Kelime olarak, caiz olmayan ve kişinin şeref ve izzetine yakışmayan hâl ve fiillerden uzak durma, kötülük ve çirkinliklerden kaçınma ve kendini koruma anlamına gelir. Başta zina ve ona götürücü her türlü fiil ve durum iffetsizlik sayıldığı gibi, seçici olmadan rast gele yiyecekler yemek, şahsî ihtiyacı olsa bile başkasından bir şeyler istemek, karşı cinsi tahrik edici davranışlarda bulunmak ve elbiseler giymek, saygısızca konuşmak, göz başta olmak üzere organlarına hâkim olmamak… da iffetsizlik sayılmıştır.
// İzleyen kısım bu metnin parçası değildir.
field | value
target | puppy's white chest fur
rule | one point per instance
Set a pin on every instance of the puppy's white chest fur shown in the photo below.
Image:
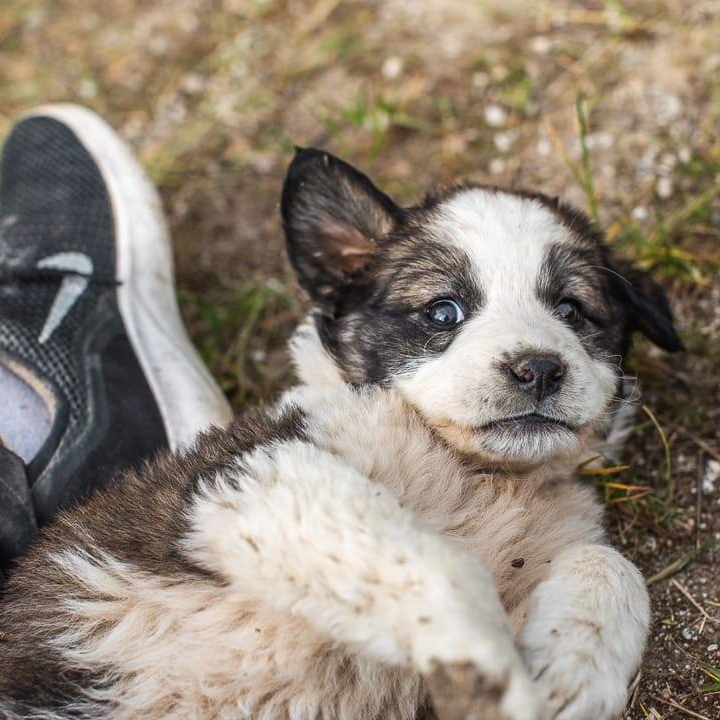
(514, 523)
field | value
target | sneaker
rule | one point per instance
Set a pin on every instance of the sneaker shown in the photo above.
(88, 314)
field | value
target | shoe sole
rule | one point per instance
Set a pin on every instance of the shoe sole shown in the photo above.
(188, 398)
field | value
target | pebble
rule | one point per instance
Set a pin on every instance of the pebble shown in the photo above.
(710, 477)
(663, 187)
(392, 67)
(495, 115)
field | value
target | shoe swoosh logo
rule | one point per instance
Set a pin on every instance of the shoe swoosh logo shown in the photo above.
(72, 287)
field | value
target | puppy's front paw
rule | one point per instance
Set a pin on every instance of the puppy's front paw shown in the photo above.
(572, 674)
(461, 691)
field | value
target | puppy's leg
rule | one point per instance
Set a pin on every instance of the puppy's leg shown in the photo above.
(585, 632)
(298, 530)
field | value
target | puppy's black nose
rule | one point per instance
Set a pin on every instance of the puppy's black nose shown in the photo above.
(538, 375)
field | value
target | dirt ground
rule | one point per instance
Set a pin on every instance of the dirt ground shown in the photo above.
(613, 105)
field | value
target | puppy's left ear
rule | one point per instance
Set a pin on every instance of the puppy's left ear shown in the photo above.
(333, 217)
(649, 310)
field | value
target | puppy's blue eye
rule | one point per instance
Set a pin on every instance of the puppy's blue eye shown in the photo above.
(570, 311)
(445, 313)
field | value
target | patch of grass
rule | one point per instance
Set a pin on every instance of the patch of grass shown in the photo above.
(241, 332)
(374, 113)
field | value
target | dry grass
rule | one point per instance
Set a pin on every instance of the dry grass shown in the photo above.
(614, 105)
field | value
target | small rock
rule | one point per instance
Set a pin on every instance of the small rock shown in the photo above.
(710, 477)
(505, 140)
(495, 115)
(663, 187)
(392, 67)
(541, 44)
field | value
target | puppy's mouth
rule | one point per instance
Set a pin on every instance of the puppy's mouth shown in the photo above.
(531, 422)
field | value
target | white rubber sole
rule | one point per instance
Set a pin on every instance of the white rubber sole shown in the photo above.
(187, 396)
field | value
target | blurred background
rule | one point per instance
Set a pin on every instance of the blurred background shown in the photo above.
(613, 105)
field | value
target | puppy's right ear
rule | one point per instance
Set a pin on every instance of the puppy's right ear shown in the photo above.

Reklâmdan takvim yapraklarına, ticarî emtiadan çizgi filmlere, tiyatro sahnelerinden ambalaj kâğıtlarına, haber programlarından gazete/dergi sayfalarına varıncaya kadar her yere sirayet etmiş açık saçıklık da bir iffetsizliktir. (Nur, 33/31, 60) Bunun karşılığı haya ve nezahettir. Mü’minden, nezih, temiz, dikkatli, sabırlı, şeref ve haysiyetli bir hayat yaşaması beklenir.
Kur’ân-ı Kerim iffet ve namusu ahlâkî iyiliklerin en önemlileri arasında sayar. Toplumun temeli olan ailenin sağlıklı bir şekilde devam etmesini sevgi ve saygının yanı sıra, erkek ve kadının namuslu, iffetli, zina etmemiş ve gizli dostlar edinmemiş olması ilkesine bağlar. İffetsizliğin Kur’ân dili ile haddi aşmak olarak nitelenmesi işin önemini vurgulamaktadır. (Maide, 5/5; Nur, 24/6,7,15; Ahzab, 33/30-31, 35; Mearic, 70/29-31)
Peygamber Efendimizle (aleyhissalatu vesselâm) ilgili olarak, mü’minler arası münasebetleri düzenleyen ve usullerini belirleyen ayette Efendimizin utandığına dikkat çekilerek, evlere giriş, çıkış ve kalkışların bir ahenk ve usul içinde yürütülmesi istenmiştir. (Ahzab, 33/53)
Ayrıca girişte değinilen anlamları ihtiva eden şu ayetler de zikredilebilir:
“Evlenme (imkânı) bulamayanlar, Allah kendi lütfundan onları varlıklı kılıncaya kadar iffetlerini korusunlar.” (Nûr, 24/33)
“Evlenme ümidi beslemeyen, çocuktan kesilmiş yaşlı kadınların, ziynetlerini (yabancı erkeklere) teşhir etmeksizin (dış) elbiselerini çıkarmalarında kendilerine bir vebal yoktur. Ancak iffetli davranmaları kendileri için daha hayırlıdır.” (Nûr, 24/60)
“(Yapacağınız hayırlar) kendilerini Allah yoluna adamış, bu nedenle yeryüzünde kazanç için dolaşmayan fakirler için olsun. Bilmeyen kimseler, iffetlerinden dolayı onları zengin zanneder. Çünkü onlar yüzsüzlük ederek istemezler. Yaptığınız hayırları muhakkak Allah bilir.” (Bakara, 2/273)
Bu konuda varid olan birçok hadis bulunmaktadır. Onlardan birinde Allah Resûlü, şöyle buyuruyor:
“Kim bana, iki çene ve apış arası mevzuunda söz verir kefil olursa, ben de ona Cennet için kefil olurum.” (Buharî, hudûd, 19, rikak, 23; Tirmizî, zühd, 61; muvatta, kelam, 11.)
Bunu söyleyen, Allah Resûlü’dür. O, bir insanın neye kefil olup neye olamayacağını herkesten iyi bilir. Cennet’e kefil olacağını söylüyorsa, mutlaka olacaktır. Zira, kardeşim deyip bağrına bastığı Osman b. Maz’ûn gibi bir sahabî hakkında hanımlarından birinin: “Cennet kuşu oldun gittin.” demesine karşı çıkmış ve
“Ben Allah’ın Resûlü olduğum halde bilmiyorum, sen onun cennetlik olduğunu nereden bildin?” (Buharî, cenaiz, 3; İbn Mace, cenaiz, 7; Müsned, II, 335.) demişti.
Demek oluyor ki, ağzına ve apış arasına sahip çıkacağına dair söz veren ve verdiği sözde duran bir insana, Allah Resûlü cennet sözü verirken, bunu hevâ ve hevesine göre söylemiyor. Mutlaka Cenâb-ı Hakk’ın bu mevzuda bildirdiği bir şeye binaen böyle bir vaatte bulunuyor.